La barca ebbe 2 ‘gemelle’: una per Alan Bond, il magnate australiano, famoso per aver portato a casa la Coppa America con ‘Australia II”, chiamata ‘Apollo V’, ed un’altra, ‘Caiman’, per l’allora presidente della Philips, forse intitolata allo Yacht Club delle isole Caiman a cui la barca era iscritta…
Le linee di Peterson per le tre sistership erano insolitamente belle con bordi liberi piuttosto bassi e slanci di prua e di poppa ben pronunciati. Peccato però che a cotanta bellezza non corrispondesse altrettanta velocità!
Le barche erano sbagliate, troppo tenere alla tela, e come succede spesso, pur rimaneggiate (Smeralda cambiò la chiglia ma in due anni di attività non si selezionò né per la Sardinia né per l’Admiral a dispetto dei budget e degli equipaggi stellari, Gary Weisman in testa, al timone, per dirne uno solo).
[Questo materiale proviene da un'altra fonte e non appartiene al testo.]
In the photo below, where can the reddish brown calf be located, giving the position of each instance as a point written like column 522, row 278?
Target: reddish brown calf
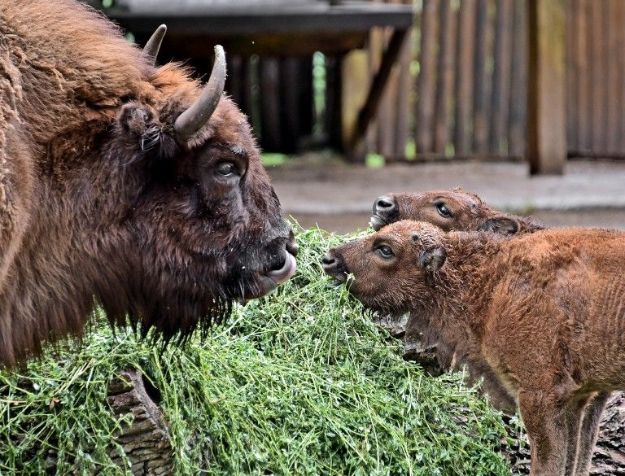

Solo la presenza di John Bertrand, l’australiano non l’americano, per il mondiale Two Tonner del 1982 permise di raggiungere un onorevole secondo posto perdendo il primo gli ultimi cento metri dell’ultima regata!
Da lì iniziò il rapidissimo declino di Peterson che nel giro di pochi anni non firmò più una sola barca da regata, tanto per dire com’è durissima la carriera di un architetto navale!
Fu come canto del cigno risollevato solo dalla Coppa America di anni passati.
Smeralda ebbe anche un triste destino: fu posta sotto sequestro a Cowes in quanto il proprietario di allora (che l’aveva acquisita dallo Y.C.C.S. che se ne liberò in quanto il programma suo di Coppa America con ‘Azzurra’ aveva tolto ogni interesse su quella ‘piccola’ barca), credo un portoghese, non saldò i debiti col locale cantiere.
In alcune di queste foto, notiamo un autopilota alla ruota del timone, cosa ovviamente recente, ma il design e la verniciatura, pur sbiaditi, sono quelli originali del tempo che fu!
Una nota tecnica: la scotta della randa fatta a W rovescia, tipico circuito in auge allo IOR, che ha molti vantaggi e sorprende che tutti l’abbiano dimenticato.